Jean-Jacques Aillagon, ancien ministre de la Culture est le directeur général de Pinault Collection et le commissaire général de cette exposition : « ce sont des œuvres au cœur de la sensibilité de François Pinault, qui apprécie la sobriété, où l’on dit beaucoup avec peu. Le choix du noir et du blanc se fait par des artistes qui répudient l’usage de la couleur. C’est un acte artistique fort, à des fins de sérénité, de sobriété totale, minimale, ou encore de radicalité, pour marquer la force des convictions ou comme un manifeste politique dans les oppositions ».

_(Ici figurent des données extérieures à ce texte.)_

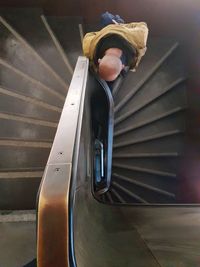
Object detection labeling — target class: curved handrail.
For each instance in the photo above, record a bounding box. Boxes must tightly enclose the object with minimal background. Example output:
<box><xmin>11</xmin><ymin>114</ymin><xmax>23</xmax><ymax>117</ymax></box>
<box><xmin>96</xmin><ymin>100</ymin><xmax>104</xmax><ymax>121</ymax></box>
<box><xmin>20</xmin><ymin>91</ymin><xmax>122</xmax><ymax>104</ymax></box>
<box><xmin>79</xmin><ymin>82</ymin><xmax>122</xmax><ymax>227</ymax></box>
<box><xmin>37</xmin><ymin>56</ymin><xmax>89</xmax><ymax>267</ymax></box>
<box><xmin>91</xmin><ymin>72</ymin><xmax>114</xmax><ymax>195</ymax></box>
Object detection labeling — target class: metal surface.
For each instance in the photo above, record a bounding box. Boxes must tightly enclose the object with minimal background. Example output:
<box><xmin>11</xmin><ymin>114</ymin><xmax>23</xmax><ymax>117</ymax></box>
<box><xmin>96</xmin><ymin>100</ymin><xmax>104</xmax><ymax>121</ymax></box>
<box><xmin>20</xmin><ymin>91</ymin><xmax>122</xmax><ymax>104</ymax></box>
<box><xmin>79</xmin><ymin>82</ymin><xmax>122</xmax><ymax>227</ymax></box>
<box><xmin>0</xmin><ymin>17</ymin><xmax>66</xmax><ymax>94</ymax></box>
<box><xmin>74</xmin><ymin>186</ymin><xmax>161</xmax><ymax>267</ymax></box>
<box><xmin>0</xmin><ymin>8</ymin><xmax>71</xmax><ymax>85</ymax></box>
<box><xmin>0</xmin><ymin>116</ymin><xmax>56</xmax><ymax>140</ymax></box>
<box><xmin>0</xmin><ymin>7</ymin><xmax>198</xmax><ymax>267</ymax></box>
<box><xmin>38</xmin><ymin>65</ymin><xmax>160</xmax><ymax>266</ymax></box>
<box><xmin>69</xmin><ymin>76</ymin><xmax>200</xmax><ymax>267</ymax></box>
<box><xmin>0</xmin><ymin>210</ymin><xmax>36</xmax><ymax>267</ymax></box>
<box><xmin>91</xmin><ymin>74</ymin><xmax>114</xmax><ymax>194</ymax></box>
<box><xmin>0</xmin><ymin>146</ymin><xmax>50</xmax><ymax>170</ymax></box>
<box><xmin>0</xmin><ymin>176</ymin><xmax>41</xmax><ymax>209</ymax></box>
<box><xmin>0</xmin><ymin>90</ymin><xmax>61</xmax><ymax>121</ymax></box>
<box><xmin>122</xmin><ymin>207</ymin><xmax>200</xmax><ymax>267</ymax></box>
<box><xmin>0</xmin><ymin>9</ymin><xmax>81</xmax><ymax>210</ymax></box>
<box><xmin>37</xmin><ymin>57</ymin><xmax>89</xmax><ymax>267</ymax></box>
<box><xmin>68</xmin><ymin>76</ymin><xmax>200</xmax><ymax>266</ymax></box>
<box><xmin>45</xmin><ymin>16</ymin><xmax>83</xmax><ymax>68</ymax></box>
<box><xmin>114</xmin><ymin>40</ymin><xmax>179</xmax><ymax>112</ymax></box>
<box><xmin>36</xmin><ymin>55</ymin><xmax>199</xmax><ymax>267</ymax></box>
<box><xmin>41</xmin><ymin>14</ymin><xmax>74</xmax><ymax>76</ymax></box>
<box><xmin>0</xmin><ymin>58</ymin><xmax>65</xmax><ymax>106</ymax></box>
<box><xmin>103</xmin><ymin>38</ymin><xmax>188</xmax><ymax>204</ymax></box>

« La Bretagne est noire et blanche »
Peinture, sculpture, dessin, photographie, vidéo, cette sélection de 107 œuvres, créées par 56 artistes français et étrangers, s’ancre dans les symboliques du noir et du blanc. Ils forment un duo dans une relation dynamique et antagoniste, avec comme symbolique le yin et le yang. On les retrouve dans la bannière bretonne Gwenn-ha-Du qui flotte virtuellement sur un écran à l’entrée de l’exposition. Ce sont aussi les couleurs du blason de la Ville de Rennes, « et des armoiries de l’Ordre des Jacobins, qui ont habité ce lieu », précise Jean-Jaques Aillagon, « des jacobins portant robes blanches et manteaux noirs… tout est dans le tout ! »
Sérénité et angoisse
Au fil du parcours on découvre des œuvres de renommées internationales, de grandes signatures de la peinture, sculpture, photographie, des 60 dernières années. Richard Avedon, Jeff Koons, Cartier-Bresson, Dan Flavin, difficile de tous les citer. Mais il est rare de pouvoir vivre un tel regroupement d’œuvres. Nous sommes accueillis tout d’abord par un vautour dominant le visiteur, l’œuvre « waiting » de Sun Yuan et Pen Yu. Regard perçant, à la fois serein et inquisiteur. « Ici encore le lien peut-être fait avec l’histoire du lieu, et cette ambiance des dominicains que l’on retrouve tant dans le film « Au nom de la rose ». »
La Pureté du blanc, lumière intime
Passé le vautour nous tombons sur le « Bourgeois Bust » de Jeff Koons, « une sculpture représentant l’artiste lui-même avec son ex-épouse la Cicciolina, actrice de films porno… ce qui ne l’empêche pas également d’être élue au parlement ! »
Un blanc de lait choisit pour ce qu’il peut évoquer comme pureté et innocence.
Plus loin, l’œuvre de François Morellet « Néons » clignote perpétuellement dans cette pièce intitulée « Less is more » proposant de faire « plus avec moins », comme une répudiation de l’emphase et du bavardage, pour aller à l’essentiel.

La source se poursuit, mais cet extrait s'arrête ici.